TL;DR
- AI assistants default to
Access-Control-Allow-Origin: *— a wildcard that opens your API to every domain on the internet - When combined with a naive credentials check, this escalates from sloppy to exploitable
- Audit every CORS config your AI generated and replace wildcards with explicit origin lists
I was reviewing a side project a friend built with Cursor last month. Node/Express backend, straightforward REST API, nothing fancy. The app worked fine. The CORS setup was a different story.
Every route was wide open. One line at the top of the file: app.use(cors()). No origin list, no credentials check, no thought. Just a call to the cors package with zero config. I've seen this pattern in probably a third of AI-generated Express apps I've touched this year.
The default behavior of cors() in Express sets Access-Control-Allow-Origin: *. That means any website on the internet can make cross-origin requests to the API from a visitor's browser. For a read-only public API, that's maybe acceptable. For an API that handles user data or authentication, it's a real problem.
The Vulnerable Code (CWE-942)
Here's the pattern that appears constantly in AI-generated backends:
// server.js — AI-generated Express setup
const express = require('express');
const cors = require('cors');
const app = express();
app.use(cors()); // wildcard — Access-Control-Allow-Origin: *
app.get('/api/user/profile', requireAuth, async (req, res) => {
const user = await User.findById(req.user.id);
res.json(user);
});
app.get('/api/admin/users', requireAdmin, async (req, res) => {
const users = await User.findAll();
res.json(users);
});
The damage compounds when you see this paired with a naive origin callback:
// Even worse pattern — accepts every origin including null
app.use(cors({
origin: (origin, callback) => callback(null, true),
credentials: true
}));
Now you have a path for cross-site request attacks. Any malicious page a logged-in user visits can pull their profile data, drain their session, or hit admin routes — because the server told the browser it trusts everyone.
Why AI Generates This
CORS errors are loud. No 'Access-Control-Allow-Origin' header is present is one of the most Googled browser errors. Every tutorial that fixes it reaches for cors() with no arguments or origin: '*'. The AI learned from those tutorials and treats "make the error go away" as a solved problem.

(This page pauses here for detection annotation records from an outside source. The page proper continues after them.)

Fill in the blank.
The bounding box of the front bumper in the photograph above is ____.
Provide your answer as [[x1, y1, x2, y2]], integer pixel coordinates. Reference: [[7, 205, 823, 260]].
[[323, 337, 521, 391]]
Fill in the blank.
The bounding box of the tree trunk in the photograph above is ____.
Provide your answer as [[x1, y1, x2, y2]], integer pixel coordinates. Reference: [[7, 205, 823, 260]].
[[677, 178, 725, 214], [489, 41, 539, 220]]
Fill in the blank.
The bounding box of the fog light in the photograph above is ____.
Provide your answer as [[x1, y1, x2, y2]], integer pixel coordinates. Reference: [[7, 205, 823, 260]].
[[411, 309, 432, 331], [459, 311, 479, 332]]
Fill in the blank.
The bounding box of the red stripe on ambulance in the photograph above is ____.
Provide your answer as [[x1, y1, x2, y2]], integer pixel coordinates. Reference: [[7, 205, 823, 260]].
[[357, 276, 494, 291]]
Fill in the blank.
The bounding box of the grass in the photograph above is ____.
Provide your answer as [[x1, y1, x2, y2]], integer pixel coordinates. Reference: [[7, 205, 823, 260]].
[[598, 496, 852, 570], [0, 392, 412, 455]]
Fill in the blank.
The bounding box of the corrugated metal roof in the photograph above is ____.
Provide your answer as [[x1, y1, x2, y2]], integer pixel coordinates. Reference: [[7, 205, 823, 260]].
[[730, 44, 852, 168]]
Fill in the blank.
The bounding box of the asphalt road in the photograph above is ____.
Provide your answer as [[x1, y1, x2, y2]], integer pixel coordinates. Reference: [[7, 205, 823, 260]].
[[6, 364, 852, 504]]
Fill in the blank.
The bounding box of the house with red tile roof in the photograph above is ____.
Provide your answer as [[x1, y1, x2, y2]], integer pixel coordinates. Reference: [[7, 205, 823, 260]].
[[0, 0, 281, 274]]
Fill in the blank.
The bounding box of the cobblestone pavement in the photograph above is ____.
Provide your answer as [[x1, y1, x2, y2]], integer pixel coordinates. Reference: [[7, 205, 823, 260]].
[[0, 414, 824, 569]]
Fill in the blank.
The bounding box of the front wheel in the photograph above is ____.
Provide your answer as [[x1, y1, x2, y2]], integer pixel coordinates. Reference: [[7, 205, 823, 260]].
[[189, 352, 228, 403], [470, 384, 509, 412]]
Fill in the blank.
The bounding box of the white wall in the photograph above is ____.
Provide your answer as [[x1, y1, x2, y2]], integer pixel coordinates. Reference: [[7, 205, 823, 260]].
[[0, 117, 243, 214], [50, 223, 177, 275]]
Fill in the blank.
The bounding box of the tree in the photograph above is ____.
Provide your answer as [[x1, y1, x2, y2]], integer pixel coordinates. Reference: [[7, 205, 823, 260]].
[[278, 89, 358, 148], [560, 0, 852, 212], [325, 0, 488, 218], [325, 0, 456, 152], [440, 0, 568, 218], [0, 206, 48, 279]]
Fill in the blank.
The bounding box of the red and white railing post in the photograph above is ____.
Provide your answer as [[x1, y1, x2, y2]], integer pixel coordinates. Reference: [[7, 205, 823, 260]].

There's also a context issue. When AI generates a backend scaffold, it defaults to "it should work" over "it should be locked down." Wide CORS gets the app running immediately. A restricted config requires knowing the production domain up front, which the AI doesn't have at generation time.
The Fix
Replace the default cors() call with an explicit origin allowlist:
const allowedOrigins = [
'https://yourapp.com',
'https://www.yourapp.com',
process.env.NODE_ENV === 'development' ? 'http://localhost:3000' : null
].filter(Boolean);
app.use(cors({
origin: (origin, callback) => {
// Allow server-to-server requests (no origin header) or allowlisted origins
if (!origin || allowedOrigins.includes(origin)) {
callback(null, true);
} else {
callback(new Error(`CORS blocked: ${origin}`));
}
},
credentials: true,
methods: ['GET', 'POST', 'PUT', 'DELETE'],
allowedHeaders: ['Content-Type', 'Authorization']
}));
Audit your existing projects with two quick greps:
grep -r "cors()" ./src --include="*.js" | grep -v allowedOrigins
grep -r "origin: '*'" ./src --include="*.js"
Any match is worth reviewing manually before shipping.
I've been running SafeWeave for this. It hooks into Cursor and Claude Code as an MCP server and flags these patterns before I move on. That said, even a basic pre-commit hook with semgrep and gitleaks will catch most of what's in this post. The important thing is catching it early, whatever tool you use.